– Nada tan desastroso.
– Asombroso.
– Pero tienes dos visitantes esperándote en tu oficina.
– ¿Visitantes?
Las visitantes estaban tomando un vaso de limonada y una tarta de frambuesa. La rubia bajita movía nerviosa las piernas y la morena, vestida de rojo y blanco, ocupaba la silla de Kat.
– ¡Estás… impresionante! -elogió Kat a Noel y le dio un abrazo cariñoso a Angie-. ¿Pero qué hacen aquí?
Las dos comenzaron a hablar al mismo tiempo.
– Tomamos un taxi y…
– Siempre hemos querido conocer tu oficina, Kat, pero más que nada queríamos hablar contigo.
– Tenemos que hablar contigo -corrigió Angie-. Esto es importante y no podíamos hablar en ninguna parte donde papá nos pudiera oír.

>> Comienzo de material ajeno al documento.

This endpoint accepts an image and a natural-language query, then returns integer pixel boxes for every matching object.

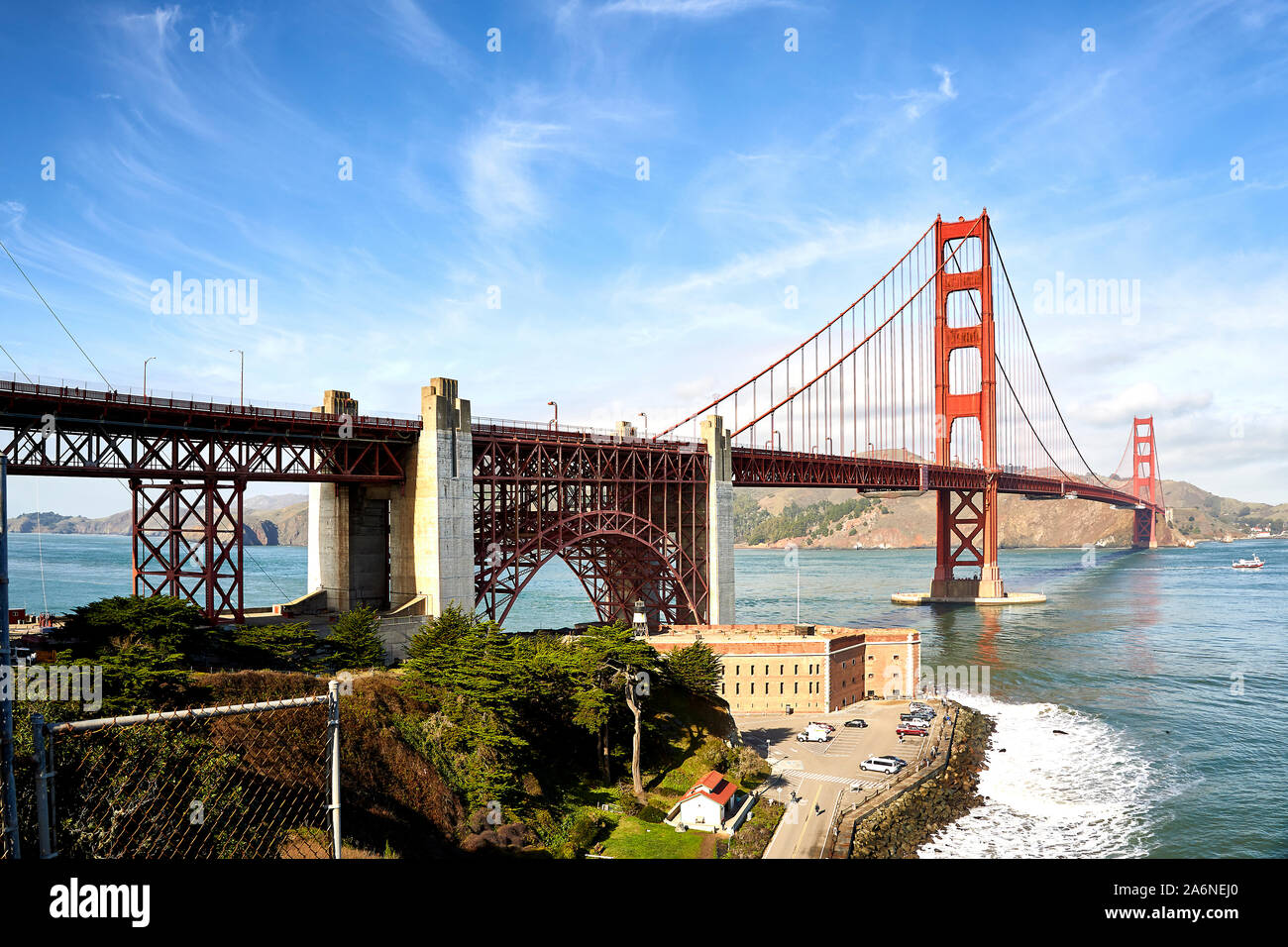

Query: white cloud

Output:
[596,0,795,20]
[931,65,957,99]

– Parece seria la cuestión -murmuró Kat-. Bien, escúchenme. Si se trata de algo sólo para mujeres, está bien. Pero si es algo que su padre debería saber…

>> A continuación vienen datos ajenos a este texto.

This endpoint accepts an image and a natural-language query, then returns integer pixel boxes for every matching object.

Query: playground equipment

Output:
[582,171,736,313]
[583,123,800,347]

– No tenemos ningún problema, Kat. Ni siquiera estamos aquí para hablar de nosotras -se apresuró a decir Noel-. En realidad hemos venido a hablar de ti -al ver la mirada de desconcierto de Kat, explicó-: Ya sabes. Sobre lo de papá y tú. No hay problema. Estamos de acuerdo.
Kat se desplomó en la silla más cercana.
– Al principio no estaba segura -dijo Angie-. Es decir, ahora tú y nosotras somos amigas. Así que pensé: ¿para qué complicar las cosas convirtiéndote en nuestra madrastra? Y también sentía lealtad hacia mi madre. Pero como dice Noel, mamá te apreciaba mucho y además, aunque te conviertas en nuestra madrastra no vas a portarte como la madrastra de Cenicienta, ¿verdad?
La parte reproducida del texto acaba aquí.